Let the required line be parallel to vector 
given by,
$\vec{b}=b_{1} \hat{i}+b_{2} \hat{j}+b_{3} \hat{k}$
The position vector of the point $(1,2,3)$ is $\vec{a}=\hat{i}+2 \hat{j}+3 \hat{k}$
The equation of line passing through $(1,2,3)$ and parallel to $\vec{b}$ is given by,
$\vec{r}=\vec{a}+\lambda \vec{b}$
$\Rightarrow \vec{r}(\hat{i}+2 \hat{j}+3 \hat{k})+\lambda\left(b_{1} \hat{i}+b_{2} \hat{j}+b_{3} \hat{k}\right)$ $\ldots(1)$
The equations of the given planes are
$\vec{r} \cdot(\hat{i}-\hat{j}+2 \hat{k})=5$ $\ldots(2)$
$\vec{r} \cdot(3 \hat{i}+\hat{j}+\hat{k})=6$ $\ldots(3)$
The line in equation (1) and plane in equation (2) are parallel.

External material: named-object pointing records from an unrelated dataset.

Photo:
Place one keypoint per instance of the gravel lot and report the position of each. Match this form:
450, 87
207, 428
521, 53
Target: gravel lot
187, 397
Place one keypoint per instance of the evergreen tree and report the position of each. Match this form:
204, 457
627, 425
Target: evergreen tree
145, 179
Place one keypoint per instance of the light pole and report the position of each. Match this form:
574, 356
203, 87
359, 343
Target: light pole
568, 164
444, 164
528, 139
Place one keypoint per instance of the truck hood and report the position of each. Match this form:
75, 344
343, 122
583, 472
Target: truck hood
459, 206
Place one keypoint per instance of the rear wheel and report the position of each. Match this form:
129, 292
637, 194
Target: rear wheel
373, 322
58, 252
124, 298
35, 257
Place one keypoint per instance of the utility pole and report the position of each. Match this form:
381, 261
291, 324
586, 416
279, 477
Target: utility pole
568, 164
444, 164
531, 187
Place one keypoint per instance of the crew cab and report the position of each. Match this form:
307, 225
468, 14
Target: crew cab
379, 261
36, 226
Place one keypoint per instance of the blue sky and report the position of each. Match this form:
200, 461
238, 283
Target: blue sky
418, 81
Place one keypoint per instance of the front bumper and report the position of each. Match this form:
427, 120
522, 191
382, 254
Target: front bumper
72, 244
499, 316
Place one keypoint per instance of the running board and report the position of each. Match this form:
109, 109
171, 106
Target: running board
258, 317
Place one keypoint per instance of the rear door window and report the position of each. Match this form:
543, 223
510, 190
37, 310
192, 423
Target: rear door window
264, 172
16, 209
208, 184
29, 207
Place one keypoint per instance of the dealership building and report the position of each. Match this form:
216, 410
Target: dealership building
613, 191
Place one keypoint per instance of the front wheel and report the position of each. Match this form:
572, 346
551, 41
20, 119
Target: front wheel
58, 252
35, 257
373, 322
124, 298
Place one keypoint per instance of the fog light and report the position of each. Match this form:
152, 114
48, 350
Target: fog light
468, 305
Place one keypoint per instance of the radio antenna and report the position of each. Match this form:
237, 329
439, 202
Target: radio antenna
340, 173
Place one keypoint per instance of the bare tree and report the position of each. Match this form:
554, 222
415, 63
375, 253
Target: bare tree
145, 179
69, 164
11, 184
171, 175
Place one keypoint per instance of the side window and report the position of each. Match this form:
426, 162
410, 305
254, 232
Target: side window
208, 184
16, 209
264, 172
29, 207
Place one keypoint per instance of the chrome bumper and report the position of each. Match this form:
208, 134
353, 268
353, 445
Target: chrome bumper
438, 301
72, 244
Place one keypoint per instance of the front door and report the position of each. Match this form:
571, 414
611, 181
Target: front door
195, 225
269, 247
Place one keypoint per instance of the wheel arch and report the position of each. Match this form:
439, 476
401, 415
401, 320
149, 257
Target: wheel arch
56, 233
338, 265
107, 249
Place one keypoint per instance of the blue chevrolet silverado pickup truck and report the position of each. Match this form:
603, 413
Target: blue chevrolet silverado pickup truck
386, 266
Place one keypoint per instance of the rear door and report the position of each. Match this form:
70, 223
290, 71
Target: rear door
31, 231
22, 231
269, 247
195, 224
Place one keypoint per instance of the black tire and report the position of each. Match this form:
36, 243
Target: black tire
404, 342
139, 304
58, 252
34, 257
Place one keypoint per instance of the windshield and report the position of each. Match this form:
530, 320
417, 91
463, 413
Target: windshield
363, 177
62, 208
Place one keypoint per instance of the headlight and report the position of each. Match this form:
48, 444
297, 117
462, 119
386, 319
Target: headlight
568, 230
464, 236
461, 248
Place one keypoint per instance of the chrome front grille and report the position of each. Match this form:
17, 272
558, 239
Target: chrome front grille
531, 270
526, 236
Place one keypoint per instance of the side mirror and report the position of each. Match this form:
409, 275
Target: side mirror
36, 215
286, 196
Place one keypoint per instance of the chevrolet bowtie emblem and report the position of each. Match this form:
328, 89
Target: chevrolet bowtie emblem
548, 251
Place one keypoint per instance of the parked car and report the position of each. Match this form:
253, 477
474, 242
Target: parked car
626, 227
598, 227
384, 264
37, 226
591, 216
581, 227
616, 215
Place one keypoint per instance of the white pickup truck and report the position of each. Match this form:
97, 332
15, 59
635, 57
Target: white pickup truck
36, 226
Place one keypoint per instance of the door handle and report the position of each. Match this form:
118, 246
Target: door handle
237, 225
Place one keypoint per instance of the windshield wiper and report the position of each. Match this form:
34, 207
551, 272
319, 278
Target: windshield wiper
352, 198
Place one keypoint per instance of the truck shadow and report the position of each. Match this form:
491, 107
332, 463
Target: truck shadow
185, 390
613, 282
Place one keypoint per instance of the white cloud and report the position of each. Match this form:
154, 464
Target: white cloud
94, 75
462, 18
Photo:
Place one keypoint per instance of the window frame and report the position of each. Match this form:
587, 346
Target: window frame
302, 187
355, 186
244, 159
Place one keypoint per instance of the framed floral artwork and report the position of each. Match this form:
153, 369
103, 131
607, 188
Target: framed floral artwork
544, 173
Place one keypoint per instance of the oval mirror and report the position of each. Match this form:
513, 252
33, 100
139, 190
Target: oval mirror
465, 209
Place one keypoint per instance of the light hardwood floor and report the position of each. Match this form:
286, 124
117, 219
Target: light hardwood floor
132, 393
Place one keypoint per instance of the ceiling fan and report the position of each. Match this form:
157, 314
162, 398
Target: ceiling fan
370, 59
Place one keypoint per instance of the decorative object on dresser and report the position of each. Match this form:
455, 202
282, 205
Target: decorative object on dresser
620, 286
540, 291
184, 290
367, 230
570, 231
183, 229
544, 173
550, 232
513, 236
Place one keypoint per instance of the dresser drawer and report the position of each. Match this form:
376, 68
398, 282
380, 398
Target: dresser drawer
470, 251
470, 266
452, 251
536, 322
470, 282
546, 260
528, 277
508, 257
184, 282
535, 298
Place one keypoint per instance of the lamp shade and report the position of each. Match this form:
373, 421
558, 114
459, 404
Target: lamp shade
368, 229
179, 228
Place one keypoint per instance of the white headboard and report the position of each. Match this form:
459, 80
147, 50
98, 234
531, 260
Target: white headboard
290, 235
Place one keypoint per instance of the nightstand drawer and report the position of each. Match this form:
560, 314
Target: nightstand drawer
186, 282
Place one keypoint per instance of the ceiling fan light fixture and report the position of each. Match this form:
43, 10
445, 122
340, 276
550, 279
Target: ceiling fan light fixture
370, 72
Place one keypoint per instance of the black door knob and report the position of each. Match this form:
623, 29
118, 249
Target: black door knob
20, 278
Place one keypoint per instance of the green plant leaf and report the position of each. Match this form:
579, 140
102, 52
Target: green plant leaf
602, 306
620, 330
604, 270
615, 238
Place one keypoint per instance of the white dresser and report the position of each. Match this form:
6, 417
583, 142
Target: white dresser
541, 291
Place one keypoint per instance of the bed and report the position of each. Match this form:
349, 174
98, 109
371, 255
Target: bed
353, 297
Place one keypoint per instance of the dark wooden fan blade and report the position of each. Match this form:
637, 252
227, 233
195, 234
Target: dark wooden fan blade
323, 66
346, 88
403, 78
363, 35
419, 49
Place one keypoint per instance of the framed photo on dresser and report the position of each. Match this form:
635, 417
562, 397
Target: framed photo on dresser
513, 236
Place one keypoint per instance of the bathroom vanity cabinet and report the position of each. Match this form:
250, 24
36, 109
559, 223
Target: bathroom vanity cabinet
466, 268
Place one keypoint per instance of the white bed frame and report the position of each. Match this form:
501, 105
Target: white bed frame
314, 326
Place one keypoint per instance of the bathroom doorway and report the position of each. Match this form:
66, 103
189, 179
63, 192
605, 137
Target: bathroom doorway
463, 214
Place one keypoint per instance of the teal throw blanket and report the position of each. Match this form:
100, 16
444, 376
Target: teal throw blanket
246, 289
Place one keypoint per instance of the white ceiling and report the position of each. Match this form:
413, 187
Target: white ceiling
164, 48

Therefore, the normal to the plane of equation (2) and the given line are perpendicular.
$\Rightarrow(\hat{i}-\hat{j}+2 \hat{k}) \cdot \lambda\left(b_{1} \hat{i}+b_{2} \hat{j}+b_{3} \hat{k}\right)=0$
$\Rightarrow \lambda\left(b_{1}-b_{2}+2 b_{3}\right)=0$
$\Rightarrow b_{1}-b_{2}+2 b_{3}=0$ $\ldots(4)$
Similarly, $(3 \hat{i}+\hat{j}+\hat{k}) \cdot \lambda\left(b_{1} \hat{i}+b_{2} \hat{j}+b_{3} \hat{k}\right)=0$
$\Rightarrow \lambda\left(3 b_{1}+b_{2}+b_{3}\right)=0$
$\Rightarrow 3 b_{1}+b_{2}+b_{3}=0$ $\ldots(5)$
From equations (4) and (5), we obtain
$\frac{b_{1}}{(-1) \times 1-1 \times 2}=\frac{b_{2}}{2 \times 3-1 \times 1}=\frac{b_{3}}{1 \times 1-3(-1)}$
$\Rightarrow \frac{b_{1}}{-3}=\frac{b_{2}}{5}=\frac{b_{3}}{4}$
Therefore, the direction ratios of $\vec{b}$ are $-3,5$, and $4 .$
$\therefore \vec{b}=b_{1} \hat{i}+b_{2} \hat{j}+b_{3} \hat{k}=-3 \hat{i}+5 \hat{j}+4 \hat{k}$
Substituting the value of $\vec{b}$ in equation (1), we obtain
$\vec{r}=(\hat{i}+2 \hat{j}+3 \hat{k})+\lambda(-3 \hat{i}+5 \hat{j}+4 \hat{k})$
This is the equation of the required line.